Saturday, October 22, 2016

BISKUCHON PÅNGLAO



No Chamorro home was ever without biskuchon pånglao.

It was so-called because of the crab (pånglao) that appeared on the wrapping or on the tin can that stored bulk quantities of the biscuit.

Different families ate it in different ways, but nearly every family had them in the cupboard.

Some families ate biskucho every day, while some ate it only rarely.

Some had it for breakfast, especially with coffee. Some would dip the biscuit into the coffee and others would break the biscuit into little pieces and soak them in the coffee. Still others could butter up the biscuit and eat with coffee like one does with toast.

Especially for kids, the biskucho would be broken up and soaked in milk (especially condensed milk;  Carnation) and sugar. Many people call this kåddun biskucho.

Other families would have biskucho mainly for merienda, the late afternoon snack, sometimes with cheese.


After a typhoon....

Finally, some families ate it only after a typhoon. This is where the biskucho came in very handy. It didn't need refrigeration. It could last for years in perfectly fine condition in your pantry, as long as it stayed dry. It was ready to eat. No cooking was needed. It was thus perfect for after a typhoon, when the electricity could be out for weeks, if not months.

The durability of this kind of biscuit made it ideal food for sailors when ships lacked refrigeration. Thus they were called sea biscuits, ship biscuits, Navy biscuits, as well as many other names.

Those tin cans...


A common trait among our people was never to throw things out that can be used later. Such happened with the tin cans of biskucho . Many elders saved them because they were perfect for storage of many things, food or otherwise. I remember them making excellent containers for pån tosta (toasted bread rolls).

Japanese....

It only takes a few seconds' glance to see that the biskucho eat in the Marianas is Japanese, made by the Kaniya Company of Kofu, Japan.

Guam merchants (many of them Japanese themselves) were importing Japanese goods to Guam since the early part of the 1900s. Up in Saipan, the entire island was run by the Japanese, who transformed the island into an outpost of Japanese culture. The same can be said for Tinian and Luta.

So it is very possible that Japanese biskucho was being sold in our islands since the beginning of the 1900s. In Japan, however, biskucho (known as kanpan in Japanese), did not become well-known until 1937 when Japan's war with China forced the government to promote the sale of kanpan among the people, since the nation had to conserve food for the fighting soldiers. That's when the sale of kanpan hit the roof in Japan, and it became associated with the war effort and the people's participation in it.

Since then, kanpan has become Japan's disaster food. Whenever there is a bad typhoon or earthquake and normal food supplies are strained, relief efforts pass out huge quantities of kanpan to the people.

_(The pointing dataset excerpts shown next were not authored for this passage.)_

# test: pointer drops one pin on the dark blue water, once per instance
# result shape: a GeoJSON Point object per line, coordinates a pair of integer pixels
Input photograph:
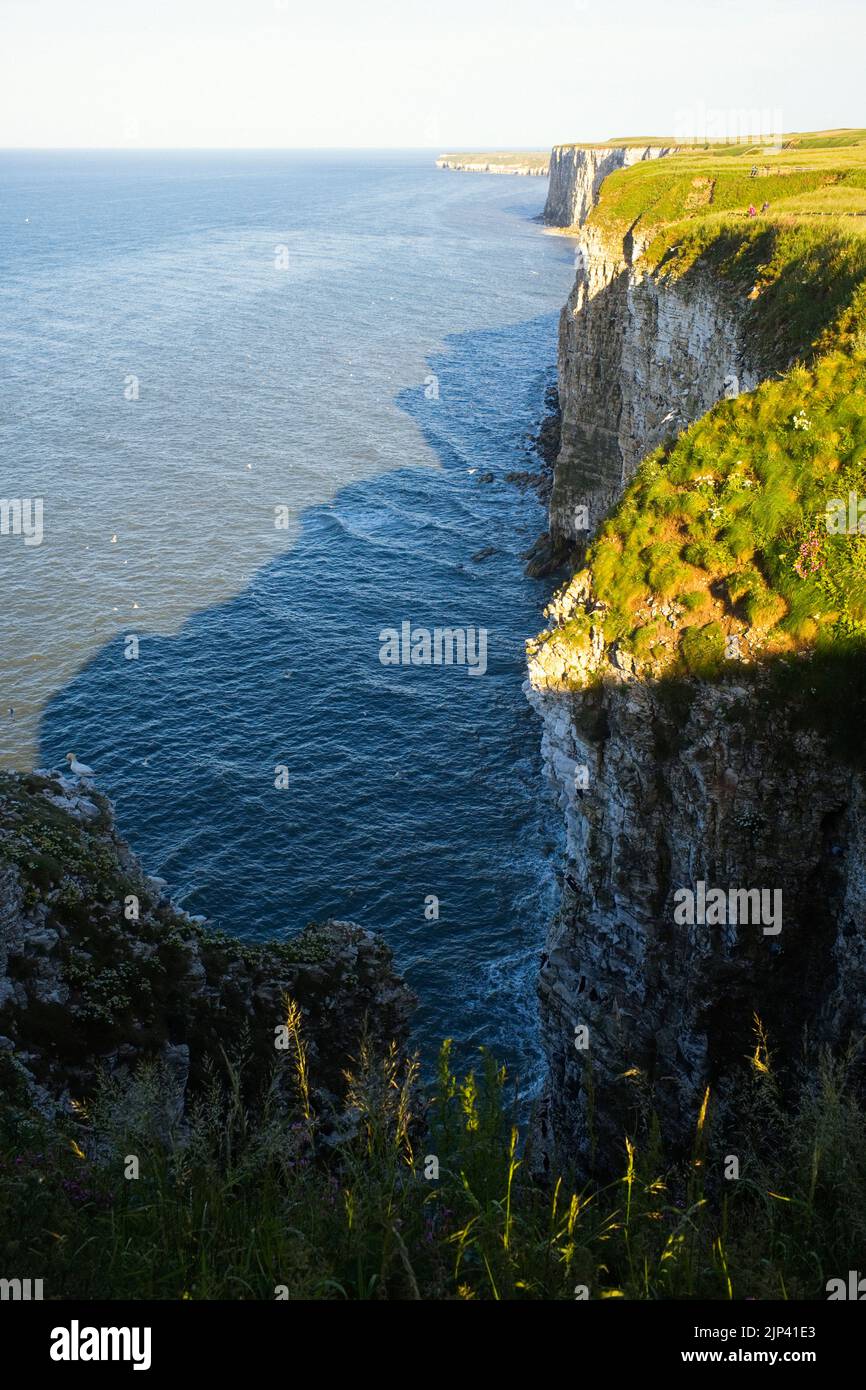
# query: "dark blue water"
{"type": "Point", "coordinates": [260, 647]}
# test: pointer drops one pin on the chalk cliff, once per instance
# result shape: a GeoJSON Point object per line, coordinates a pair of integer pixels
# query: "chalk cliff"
{"type": "Point", "coordinates": [100, 970]}
{"type": "Point", "coordinates": [667, 783]}
{"type": "Point", "coordinates": [577, 174]}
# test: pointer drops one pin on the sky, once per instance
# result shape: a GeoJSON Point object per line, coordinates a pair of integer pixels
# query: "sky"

It was also distributed by the Americans to island people in need for food after the war. That's another way the biskucho became widespread among Pacific islanders.

Disappearing?

The news from Japan, though, is that Kaniya's kanpan, or biskucho, may be a vanishing piece of food history. The tastes of younger Japanese are changing. People in Japan are switching to a new kind of biscuit which started in the 1980s called CalorieMate. Why? It is softer than kanpan. Kaniya is still baking biskucho and we're still buying them in the Marianas, but if sales of Kaniya's hard biscuits fall, the company may stop making them.



Even if every Chamorro in the world continued to buy Kaniya'a biskucho, and I doubt that would ever happen since even many younger Chamorros think that biskucho is man åmko' food (just for the elderly), would that be enough to save the biscuit from extinction?

The good news is that, even if the biscuit is no longer made, the ones already baked, as long as they stay dry, can last longer than you or I can!

VIDEO

How biskucho is made in Japan.



1 comment:

  1. I remember as a kid in Yona and then moved to San Diego when my my family used to eat these biskucho as mentioned in the article. My mom (Rosa Baza Sudo Mesa from Yona, owned a home bakery business making Pan Tosta, Dinner Rolls, and roasting pigs for special events. When she travelled to San Diego from Guam each summer, she used these Biskucho tin cans to transport Pan Tosta and other Chamorro goods for our family to consume and enjoy. To this day, some of our family members have these empty cans to keep as a reminder and memories of our Mom who passed away in 2013. We will always love you Mom❤️ Si Yuus Maase!